[proofplan]
We identify the distribution of the scalar estimator $x_0^\top\hat{\beta}$ and the residual variance estimator under the normal linear model. The scalar estimator is normal with mean $x_0^\top\beta$ and variance $\sigma^2 x_0^\top(X^\top X)^{-1}x_0$, while the scaled residual variance has a chi-squared distribution with $n-p$ degrees of freedom and is independent of $x_0^\top\hat{\beta}$. Dividing the centered scalar estimator by its estimated standard error therefore produces a Student $t$ pivot. The confidence interval follows by rewriting the central probability statement for this pivot.
[/proofplan]
[step:Compute the normal distribution of the scalar least squares estimator]
Since $X$ has rank $p$, the matrix $X^\top X \in \mathbb{R}^{p \times p}$ is invertible.

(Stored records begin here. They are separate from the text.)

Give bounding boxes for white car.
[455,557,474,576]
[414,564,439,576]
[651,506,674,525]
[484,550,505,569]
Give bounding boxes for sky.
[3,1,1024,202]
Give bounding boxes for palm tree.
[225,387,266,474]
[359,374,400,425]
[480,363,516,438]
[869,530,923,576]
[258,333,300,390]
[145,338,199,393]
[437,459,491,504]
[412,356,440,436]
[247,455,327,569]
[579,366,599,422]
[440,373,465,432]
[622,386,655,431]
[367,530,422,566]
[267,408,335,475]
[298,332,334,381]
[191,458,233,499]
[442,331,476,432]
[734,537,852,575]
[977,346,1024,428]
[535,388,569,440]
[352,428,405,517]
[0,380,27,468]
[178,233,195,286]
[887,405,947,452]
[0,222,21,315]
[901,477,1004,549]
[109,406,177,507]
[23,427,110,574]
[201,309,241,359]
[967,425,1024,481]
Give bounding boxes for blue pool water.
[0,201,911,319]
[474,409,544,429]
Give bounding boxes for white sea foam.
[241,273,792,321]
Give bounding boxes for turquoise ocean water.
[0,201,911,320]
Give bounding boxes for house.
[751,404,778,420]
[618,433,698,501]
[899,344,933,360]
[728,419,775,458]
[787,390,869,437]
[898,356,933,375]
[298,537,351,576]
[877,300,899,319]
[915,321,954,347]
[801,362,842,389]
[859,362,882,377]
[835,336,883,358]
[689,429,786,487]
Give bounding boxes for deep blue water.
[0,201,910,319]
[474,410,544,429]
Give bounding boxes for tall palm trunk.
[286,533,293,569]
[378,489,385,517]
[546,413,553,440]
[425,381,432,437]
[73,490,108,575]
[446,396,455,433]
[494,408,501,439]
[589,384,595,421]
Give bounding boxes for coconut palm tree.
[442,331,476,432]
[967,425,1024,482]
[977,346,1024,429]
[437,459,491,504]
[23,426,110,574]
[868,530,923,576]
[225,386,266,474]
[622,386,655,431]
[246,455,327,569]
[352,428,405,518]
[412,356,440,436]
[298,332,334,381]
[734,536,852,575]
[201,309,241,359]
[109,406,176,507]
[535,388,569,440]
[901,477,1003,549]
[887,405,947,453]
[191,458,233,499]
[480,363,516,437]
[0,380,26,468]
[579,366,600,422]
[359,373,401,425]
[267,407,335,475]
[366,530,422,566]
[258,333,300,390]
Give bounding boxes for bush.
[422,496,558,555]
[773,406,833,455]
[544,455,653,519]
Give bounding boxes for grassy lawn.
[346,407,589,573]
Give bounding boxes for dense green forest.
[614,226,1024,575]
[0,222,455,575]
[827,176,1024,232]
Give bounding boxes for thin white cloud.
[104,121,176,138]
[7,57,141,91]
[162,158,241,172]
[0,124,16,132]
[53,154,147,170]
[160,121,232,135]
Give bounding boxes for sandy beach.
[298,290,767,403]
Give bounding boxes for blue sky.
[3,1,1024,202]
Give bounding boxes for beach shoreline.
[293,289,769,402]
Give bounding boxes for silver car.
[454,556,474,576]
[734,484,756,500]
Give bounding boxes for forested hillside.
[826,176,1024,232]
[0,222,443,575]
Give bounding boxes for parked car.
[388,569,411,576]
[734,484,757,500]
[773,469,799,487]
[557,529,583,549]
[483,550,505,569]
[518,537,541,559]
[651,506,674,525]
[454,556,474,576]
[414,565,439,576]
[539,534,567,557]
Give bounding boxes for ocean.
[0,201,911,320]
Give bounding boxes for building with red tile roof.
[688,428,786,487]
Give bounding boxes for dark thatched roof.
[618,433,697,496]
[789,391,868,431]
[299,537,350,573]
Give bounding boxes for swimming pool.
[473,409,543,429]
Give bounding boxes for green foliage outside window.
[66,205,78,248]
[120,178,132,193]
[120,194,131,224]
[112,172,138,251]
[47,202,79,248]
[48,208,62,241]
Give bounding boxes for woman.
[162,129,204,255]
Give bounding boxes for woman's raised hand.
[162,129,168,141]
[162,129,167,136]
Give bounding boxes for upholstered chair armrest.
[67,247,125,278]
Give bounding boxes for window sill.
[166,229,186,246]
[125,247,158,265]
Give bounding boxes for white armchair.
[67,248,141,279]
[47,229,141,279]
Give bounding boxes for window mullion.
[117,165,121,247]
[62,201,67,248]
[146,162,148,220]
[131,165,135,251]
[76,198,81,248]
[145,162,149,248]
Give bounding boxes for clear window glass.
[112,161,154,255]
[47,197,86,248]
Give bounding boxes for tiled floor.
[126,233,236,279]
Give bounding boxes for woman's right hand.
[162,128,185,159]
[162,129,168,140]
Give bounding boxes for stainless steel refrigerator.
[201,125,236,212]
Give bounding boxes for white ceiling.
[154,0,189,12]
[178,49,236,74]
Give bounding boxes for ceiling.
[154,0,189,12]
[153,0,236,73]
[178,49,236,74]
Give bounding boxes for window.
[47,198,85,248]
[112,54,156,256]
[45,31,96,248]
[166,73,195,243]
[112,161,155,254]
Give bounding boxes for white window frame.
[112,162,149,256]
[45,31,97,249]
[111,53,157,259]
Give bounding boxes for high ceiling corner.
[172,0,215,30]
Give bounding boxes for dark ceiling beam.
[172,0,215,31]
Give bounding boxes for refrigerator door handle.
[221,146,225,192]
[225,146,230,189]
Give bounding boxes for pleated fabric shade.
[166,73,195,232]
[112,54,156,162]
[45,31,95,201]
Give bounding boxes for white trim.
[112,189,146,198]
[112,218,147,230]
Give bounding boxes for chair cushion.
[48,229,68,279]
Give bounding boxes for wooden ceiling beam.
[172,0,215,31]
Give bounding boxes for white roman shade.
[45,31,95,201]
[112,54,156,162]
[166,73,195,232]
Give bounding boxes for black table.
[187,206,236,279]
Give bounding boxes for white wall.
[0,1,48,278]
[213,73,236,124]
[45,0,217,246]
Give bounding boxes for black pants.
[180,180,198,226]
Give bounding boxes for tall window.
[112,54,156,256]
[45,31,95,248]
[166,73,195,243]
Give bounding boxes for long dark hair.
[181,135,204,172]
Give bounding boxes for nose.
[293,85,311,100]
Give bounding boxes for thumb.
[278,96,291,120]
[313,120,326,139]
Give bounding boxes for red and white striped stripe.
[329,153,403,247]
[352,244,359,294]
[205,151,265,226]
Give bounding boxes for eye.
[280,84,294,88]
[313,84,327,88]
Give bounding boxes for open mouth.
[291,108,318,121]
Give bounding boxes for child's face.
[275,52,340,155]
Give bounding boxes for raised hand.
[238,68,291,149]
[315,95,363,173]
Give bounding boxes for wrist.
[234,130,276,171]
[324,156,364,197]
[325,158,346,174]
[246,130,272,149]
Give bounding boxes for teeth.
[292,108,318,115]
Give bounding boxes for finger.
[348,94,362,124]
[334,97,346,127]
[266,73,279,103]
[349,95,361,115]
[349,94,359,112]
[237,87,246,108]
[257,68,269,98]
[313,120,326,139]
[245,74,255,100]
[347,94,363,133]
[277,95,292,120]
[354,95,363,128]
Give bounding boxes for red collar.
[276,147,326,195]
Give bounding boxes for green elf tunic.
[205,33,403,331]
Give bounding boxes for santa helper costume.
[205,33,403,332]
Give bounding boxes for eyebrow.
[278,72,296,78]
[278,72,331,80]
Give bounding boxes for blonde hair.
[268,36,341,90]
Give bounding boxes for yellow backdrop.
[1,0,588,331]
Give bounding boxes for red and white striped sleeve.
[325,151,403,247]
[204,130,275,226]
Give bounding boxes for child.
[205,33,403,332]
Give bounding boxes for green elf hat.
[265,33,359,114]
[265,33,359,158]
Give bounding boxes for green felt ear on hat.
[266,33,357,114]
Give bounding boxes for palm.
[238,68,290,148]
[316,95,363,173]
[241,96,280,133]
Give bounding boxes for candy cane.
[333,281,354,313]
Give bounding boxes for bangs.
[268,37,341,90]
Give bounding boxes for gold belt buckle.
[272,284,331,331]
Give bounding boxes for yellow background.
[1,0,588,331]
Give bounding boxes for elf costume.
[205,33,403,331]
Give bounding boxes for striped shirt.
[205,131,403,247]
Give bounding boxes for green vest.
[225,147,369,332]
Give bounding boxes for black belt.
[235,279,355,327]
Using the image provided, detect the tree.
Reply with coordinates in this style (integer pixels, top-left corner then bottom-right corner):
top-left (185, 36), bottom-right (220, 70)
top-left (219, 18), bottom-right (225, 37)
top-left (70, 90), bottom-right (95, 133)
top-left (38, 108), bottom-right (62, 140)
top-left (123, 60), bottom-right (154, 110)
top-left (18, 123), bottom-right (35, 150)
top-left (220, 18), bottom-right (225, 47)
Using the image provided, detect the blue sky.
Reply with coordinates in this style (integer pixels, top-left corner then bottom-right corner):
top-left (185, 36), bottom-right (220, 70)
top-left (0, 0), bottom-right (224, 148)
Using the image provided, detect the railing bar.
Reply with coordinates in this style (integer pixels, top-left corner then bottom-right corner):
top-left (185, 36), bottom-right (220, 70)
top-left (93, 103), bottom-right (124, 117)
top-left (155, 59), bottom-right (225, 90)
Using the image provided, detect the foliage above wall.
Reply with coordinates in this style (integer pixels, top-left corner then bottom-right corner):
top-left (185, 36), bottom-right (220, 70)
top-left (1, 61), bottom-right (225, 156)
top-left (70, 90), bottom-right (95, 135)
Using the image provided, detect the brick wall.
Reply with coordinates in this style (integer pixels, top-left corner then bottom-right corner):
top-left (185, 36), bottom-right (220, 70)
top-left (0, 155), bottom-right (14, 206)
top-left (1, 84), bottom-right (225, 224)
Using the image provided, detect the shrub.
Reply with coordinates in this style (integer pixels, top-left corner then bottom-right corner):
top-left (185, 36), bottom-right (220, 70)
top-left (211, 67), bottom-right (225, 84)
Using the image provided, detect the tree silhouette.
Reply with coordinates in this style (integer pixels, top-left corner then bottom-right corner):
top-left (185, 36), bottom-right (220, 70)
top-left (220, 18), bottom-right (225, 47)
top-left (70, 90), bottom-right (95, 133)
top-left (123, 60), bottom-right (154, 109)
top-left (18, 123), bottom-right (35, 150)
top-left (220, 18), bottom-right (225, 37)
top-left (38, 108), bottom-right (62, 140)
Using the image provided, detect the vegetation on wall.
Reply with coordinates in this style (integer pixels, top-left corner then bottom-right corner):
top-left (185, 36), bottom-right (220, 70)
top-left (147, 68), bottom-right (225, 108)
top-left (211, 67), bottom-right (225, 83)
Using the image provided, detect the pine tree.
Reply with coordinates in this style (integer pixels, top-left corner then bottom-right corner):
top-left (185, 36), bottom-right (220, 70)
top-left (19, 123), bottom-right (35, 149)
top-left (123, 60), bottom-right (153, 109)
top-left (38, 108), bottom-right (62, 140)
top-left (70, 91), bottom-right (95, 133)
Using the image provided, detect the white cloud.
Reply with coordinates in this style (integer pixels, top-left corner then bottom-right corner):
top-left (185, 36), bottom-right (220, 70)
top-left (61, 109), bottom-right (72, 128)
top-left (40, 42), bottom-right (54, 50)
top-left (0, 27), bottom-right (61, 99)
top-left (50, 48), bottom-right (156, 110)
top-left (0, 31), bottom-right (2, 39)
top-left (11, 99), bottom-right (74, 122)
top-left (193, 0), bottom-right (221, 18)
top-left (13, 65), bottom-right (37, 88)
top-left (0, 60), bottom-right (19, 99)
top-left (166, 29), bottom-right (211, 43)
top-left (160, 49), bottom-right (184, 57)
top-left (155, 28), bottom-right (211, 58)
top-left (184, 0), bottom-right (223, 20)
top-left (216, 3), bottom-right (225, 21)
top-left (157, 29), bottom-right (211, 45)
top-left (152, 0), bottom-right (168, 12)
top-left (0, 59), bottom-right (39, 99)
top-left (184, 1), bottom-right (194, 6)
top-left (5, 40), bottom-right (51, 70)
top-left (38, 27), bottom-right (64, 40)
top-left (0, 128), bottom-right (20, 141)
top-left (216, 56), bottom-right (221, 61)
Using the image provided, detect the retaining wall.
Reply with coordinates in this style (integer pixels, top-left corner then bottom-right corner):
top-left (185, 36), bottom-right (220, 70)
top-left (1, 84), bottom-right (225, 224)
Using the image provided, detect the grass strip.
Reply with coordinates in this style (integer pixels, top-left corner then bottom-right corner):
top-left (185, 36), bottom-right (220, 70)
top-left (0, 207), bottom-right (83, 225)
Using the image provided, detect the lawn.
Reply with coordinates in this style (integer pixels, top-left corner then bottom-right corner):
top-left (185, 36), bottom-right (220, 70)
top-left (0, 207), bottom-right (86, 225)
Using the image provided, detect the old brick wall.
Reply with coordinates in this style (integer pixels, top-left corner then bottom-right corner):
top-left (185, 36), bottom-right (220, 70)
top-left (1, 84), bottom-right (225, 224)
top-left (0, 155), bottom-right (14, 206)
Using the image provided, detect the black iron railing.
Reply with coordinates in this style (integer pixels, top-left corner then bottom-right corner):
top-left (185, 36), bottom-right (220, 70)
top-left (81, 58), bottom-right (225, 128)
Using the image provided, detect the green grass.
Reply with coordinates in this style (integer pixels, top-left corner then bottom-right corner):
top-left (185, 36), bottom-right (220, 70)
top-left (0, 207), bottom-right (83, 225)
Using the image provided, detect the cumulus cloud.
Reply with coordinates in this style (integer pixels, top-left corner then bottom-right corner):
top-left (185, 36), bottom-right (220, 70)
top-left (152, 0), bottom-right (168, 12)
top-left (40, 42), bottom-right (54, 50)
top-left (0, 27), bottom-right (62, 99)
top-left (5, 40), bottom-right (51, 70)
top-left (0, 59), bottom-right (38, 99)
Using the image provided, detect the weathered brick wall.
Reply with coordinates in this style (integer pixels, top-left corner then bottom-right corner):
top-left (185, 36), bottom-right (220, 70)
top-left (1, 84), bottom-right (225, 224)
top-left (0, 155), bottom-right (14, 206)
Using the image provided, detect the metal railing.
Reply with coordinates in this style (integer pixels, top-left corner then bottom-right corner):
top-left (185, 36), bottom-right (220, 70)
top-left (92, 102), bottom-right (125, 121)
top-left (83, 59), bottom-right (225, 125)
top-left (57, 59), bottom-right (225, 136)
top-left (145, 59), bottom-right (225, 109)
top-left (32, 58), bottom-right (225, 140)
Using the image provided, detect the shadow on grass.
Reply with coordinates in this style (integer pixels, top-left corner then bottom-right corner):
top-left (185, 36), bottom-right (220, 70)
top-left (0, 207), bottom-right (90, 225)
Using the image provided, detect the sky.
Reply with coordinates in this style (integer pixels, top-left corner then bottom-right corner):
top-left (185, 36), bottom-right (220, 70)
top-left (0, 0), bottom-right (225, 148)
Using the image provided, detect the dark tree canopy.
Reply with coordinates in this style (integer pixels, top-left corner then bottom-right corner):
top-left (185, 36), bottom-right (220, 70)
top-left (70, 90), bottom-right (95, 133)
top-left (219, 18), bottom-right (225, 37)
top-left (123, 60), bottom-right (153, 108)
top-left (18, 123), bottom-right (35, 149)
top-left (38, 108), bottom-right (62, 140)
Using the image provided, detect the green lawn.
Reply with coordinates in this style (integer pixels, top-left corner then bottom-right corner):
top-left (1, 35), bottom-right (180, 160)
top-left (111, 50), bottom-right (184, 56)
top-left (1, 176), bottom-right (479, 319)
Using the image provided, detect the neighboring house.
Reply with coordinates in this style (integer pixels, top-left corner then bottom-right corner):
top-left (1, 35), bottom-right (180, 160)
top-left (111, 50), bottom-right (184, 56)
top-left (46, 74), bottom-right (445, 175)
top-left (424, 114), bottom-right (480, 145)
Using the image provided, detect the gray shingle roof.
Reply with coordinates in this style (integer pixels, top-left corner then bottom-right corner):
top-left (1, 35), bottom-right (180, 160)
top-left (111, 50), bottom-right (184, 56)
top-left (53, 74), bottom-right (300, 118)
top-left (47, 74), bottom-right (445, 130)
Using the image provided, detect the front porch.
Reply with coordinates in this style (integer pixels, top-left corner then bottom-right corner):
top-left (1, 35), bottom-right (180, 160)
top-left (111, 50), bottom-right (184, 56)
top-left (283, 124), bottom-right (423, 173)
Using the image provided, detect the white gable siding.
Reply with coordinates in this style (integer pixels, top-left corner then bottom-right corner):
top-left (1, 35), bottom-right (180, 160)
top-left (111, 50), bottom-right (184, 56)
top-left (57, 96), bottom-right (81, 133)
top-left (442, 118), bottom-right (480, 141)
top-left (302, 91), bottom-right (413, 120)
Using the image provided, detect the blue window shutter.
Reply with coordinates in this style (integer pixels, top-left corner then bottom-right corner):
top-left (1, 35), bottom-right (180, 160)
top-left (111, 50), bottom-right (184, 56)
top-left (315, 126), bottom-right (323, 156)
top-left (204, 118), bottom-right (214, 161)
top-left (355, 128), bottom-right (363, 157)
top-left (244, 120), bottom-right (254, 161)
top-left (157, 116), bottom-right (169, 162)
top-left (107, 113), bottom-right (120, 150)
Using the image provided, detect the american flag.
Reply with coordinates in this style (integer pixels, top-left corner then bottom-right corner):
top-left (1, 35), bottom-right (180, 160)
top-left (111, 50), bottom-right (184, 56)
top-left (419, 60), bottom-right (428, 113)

Define the matrix
\begin{align*}
A := (X^\top X)^{-1}X^\top \in \mathbb{R}^{p \times n}.
\end{align*}
Then $\hat{\beta}=AY$, and using $Y=X\beta+\varepsilon$ gives
\begin{align*}
\hat{\beta}
=
A X\beta + A\varepsilon
=
\beta + A\varepsilon,
\end{align*}
because $AX=(X^\top X)^{-1}X^\top X=I_p$.
Let
\begin{align*}
Z:\Omega &\to \mathbb{R} \\
\omega &\mapsto x_0^\top\hat{\beta}(\omega)
\end{align*}
be the scalar least squares estimator of $x_0^\top\beta$. Since $Z=x_0^\top\beta+x_0^\top A\varepsilon$ is an affine transformation of the Gaussian vector $\varepsilon$, it is Gaussian. Its mean is
\begin{align*}
\mathbb{E}[Z]
=
x_0^\top\beta+x_0^\top A\mathbb{E}[\varepsilon]
=
x_0^\top\beta,
\end{align*}
and its variance is
\begin{align*}
\operatorname{Var}(Z)
&=
x_0^\top A(\sigma^2 I_n)A^\top x_0 \\
&=
\sigma^2 x_0^\top (X^\top X)^{-1}X^\top X(X^\top X)^{-1}x_0 \\
&=
\sigma^2 x_0^\top (X^\top X)^{-1}x_0.
\end{align*}
Because $X^\top X$ is positive definite and $x_0\neq 0$, the number
\begin{align*}
s_0 := \sqrt{x_0^\top(X^\top X)^{-1}x_0}
\end{align*}
is strictly positive. Hence
\begin{align*}
\frac{Z-x_0^\top\beta}{\sigma s_0}
\sim
\mathcal{N}(0,1).
\end{align*}
[guided]
The first task is to reduce the vector estimator $\hat{\beta}$ to the one-dimensional estimator that appears in the interval. Because $X$ has full column rank, $X^\top X$ is invertible, so the ordinary least squares estimator is well-defined. Define
\begin{align*}
A := (X^\top X)^{-1}X^\top \in \mathbb{R}^{p \times n}.
\end{align*}
Then $\hat{\beta}=AY$. Substituting the model equation $Y=X\beta+\varepsilon$ gives
\begin{align*}
\hat{\beta}
=
A(X\beta+\varepsilon)
=
AX\beta+A\varepsilon
=
\beta+A\varepsilon,
\end{align*}
because $AX=(X^\top X)^{-1}X^\top X=I_p$.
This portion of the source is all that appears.